1- In public health, focusing on behavioral change instead of structural change is like haggling over pennies. I've posted about public health lessons from #HIV history in addressing #COVID19, but we can also learn from #malaria history, which I recently learned about.
2 - Until the 1930s, malaria was much more common in the US south, mostly affecting people living in poverty. Malaria went from 3.7 deaths per 100k in 1933 to 1.1 in 1940. How'd they do that?
3 - Malaria cases declined in the 1930s. In the 1940s, weather conditions + WW2 troops indicated a spike might happen, but it didn't. The US underwent major infrastructure changes, draining 500,000+ acres of mosquito breeding sites. This was led by the public health services.
4- A 2nd big influence was a cohesive state/local health department infrastructure, who led the drainage. This didn't just happen out of nowhere: Congress passed an act in 1935. Further, more houses had screens, another structural change. This is oversimplified, ofc.

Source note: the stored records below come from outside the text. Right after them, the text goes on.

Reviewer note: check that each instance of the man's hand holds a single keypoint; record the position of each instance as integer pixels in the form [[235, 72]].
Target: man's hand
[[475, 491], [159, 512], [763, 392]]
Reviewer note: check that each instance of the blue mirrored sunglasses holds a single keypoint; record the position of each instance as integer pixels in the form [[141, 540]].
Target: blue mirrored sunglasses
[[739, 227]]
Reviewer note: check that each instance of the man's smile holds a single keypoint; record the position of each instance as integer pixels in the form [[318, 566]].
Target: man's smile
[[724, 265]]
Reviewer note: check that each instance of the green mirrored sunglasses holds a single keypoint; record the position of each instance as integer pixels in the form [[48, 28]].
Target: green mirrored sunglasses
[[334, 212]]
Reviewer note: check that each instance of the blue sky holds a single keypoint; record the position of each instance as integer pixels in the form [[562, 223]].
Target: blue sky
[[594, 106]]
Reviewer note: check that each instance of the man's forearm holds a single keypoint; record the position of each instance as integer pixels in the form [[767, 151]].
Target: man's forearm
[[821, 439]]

5 - The main contributors to US' malaria decline weren't personal behaviors or even meds, but structural changes & a large-scale coordinated response w/ federal + state HD working together. Structural factors facilitate the changes you want people to make.
6 - Money, infrastructure, coordination, & prevention. We aren't going to end a pandemic w/ behaviors. Effective PH response can't depend on humans behaving perfectly. Nor do we depend solely on vax/meds. What are the drainages we need to build? Why are we haggling over pennies?